While I was standing there envisioning myself being arrested, Ev came down the stairs and started on the kitchen.
“This is futile, Ev. I’m finding nothing except dirty underwear.”
“If it’s here we have to find it, Sherm. Come on. Let’s go check the basement together.” Ev spoke, then held the door open, allowing me the dubious honor of going first.
The Judge and his wife lived in a modest two story home with a door in the kitchen leading down to the basement. As soon as we opened the door and started down the steps, I knew it wasn’t a place they used. The bare wood, uncarpeted staircase signaled an unfinished basement, and at the bottom I heard the distinctive sound of my rubber-soled boot on bare concrete.
I couldn’t find a light switch.
I stumbled into the dark room, feeling along the wall for a switch. Some light came down from the kitchen, but it wasn’t enough, and I experienced that unique kind of straining against nothing that one gets when trying to see in the dark. My hands kept slapping the wall, looking for a way to turn the lights on.
It wasn’t my hands that found something.

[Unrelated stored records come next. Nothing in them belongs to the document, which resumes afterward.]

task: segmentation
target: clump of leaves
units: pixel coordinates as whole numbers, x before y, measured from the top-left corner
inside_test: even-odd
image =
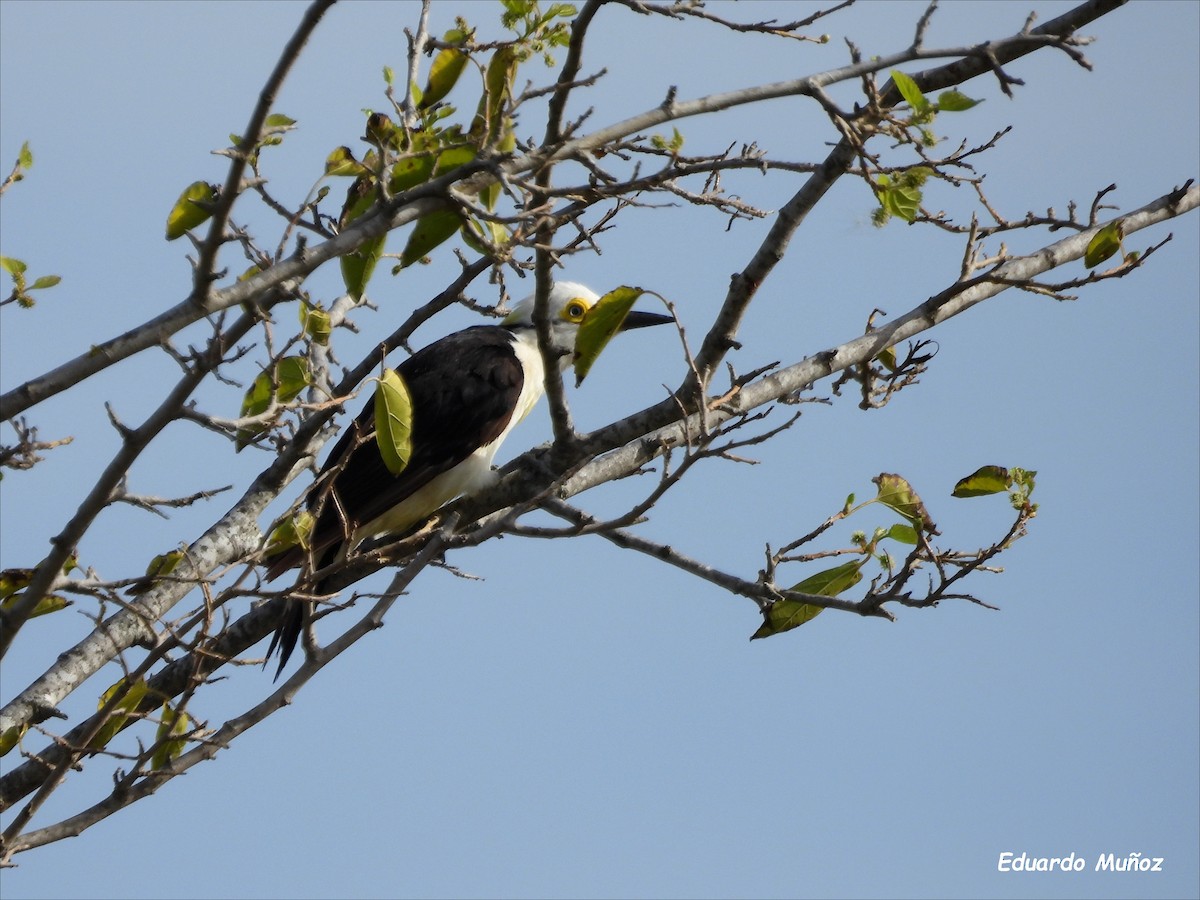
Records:
[[[1012,468],[1001,466],[983,466],[970,475],[960,479],[950,492],[952,497],[986,497],[996,493],[1008,493],[1009,503],[1018,511],[1018,526],[1037,514],[1037,504],[1030,500],[1033,493],[1034,478],[1037,473],[1030,469]],[[784,596],[775,600],[763,610],[763,623],[755,631],[750,640],[770,637],[782,634],[794,628],[799,628],[816,618],[826,607],[820,602],[787,596],[786,594],[808,594],[810,596],[834,598],[850,590],[863,580],[863,569],[872,560],[881,569],[881,578],[892,581],[895,565],[889,552],[888,544],[899,544],[913,550],[906,551],[908,563],[906,568],[914,568],[919,563],[934,563],[938,570],[949,564],[964,566],[965,570],[977,568],[985,559],[995,556],[1001,550],[1008,547],[1024,532],[1014,527],[1009,534],[989,548],[973,553],[942,553],[930,545],[930,538],[941,534],[934,524],[934,520],[907,479],[894,473],[884,472],[872,479],[877,488],[875,497],[854,505],[854,494],[846,498],[841,511],[827,522],[833,524],[836,521],[847,518],[851,515],[863,511],[872,504],[880,504],[900,515],[902,522],[890,526],[876,527],[870,536],[866,532],[856,530],[851,535],[852,547],[835,551],[823,551],[804,557],[787,557],[784,553],[776,554],[775,562],[815,562],[816,559],[853,554],[856,558],[840,563],[832,569],[823,569],[803,581],[787,588]],[[823,529],[821,529],[823,530]],[[791,545],[787,552],[796,546],[806,542],[817,533]],[[944,575],[942,576],[944,577]],[[961,576],[954,576],[961,577]],[[872,582],[871,589],[880,588]]]
[[[931,101],[917,83],[900,70],[892,71],[892,83],[910,109],[908,115],[899,120],[893,133],[902,142],[918,143],[922,146],[934,146],[937,143],[937,137],[930,126],[938,113],[961,113],[983,102],[956,90],[942,91],[936,101]],[[912,222],[920,211],[922,186],[934,174],[936,173],[925,166],[916,166],[892,175],[881,174],[876,179],[876,197],[880,205],[871,214],[875,226],[887,224],[893,216]]]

It was my feet.
My boot kicked something hard, heavy and metallic. With a scraping sound it skidded across the concrete floor. Following the sound, I tiptoed carefully up to it, not wanting to kick it away again, and when my toe barely touched it, I bent over to see if I could identify it.
Hard, pebbled grip. Hard steel. And a warm barrel.
I had found a gun. And one that had recently been fired.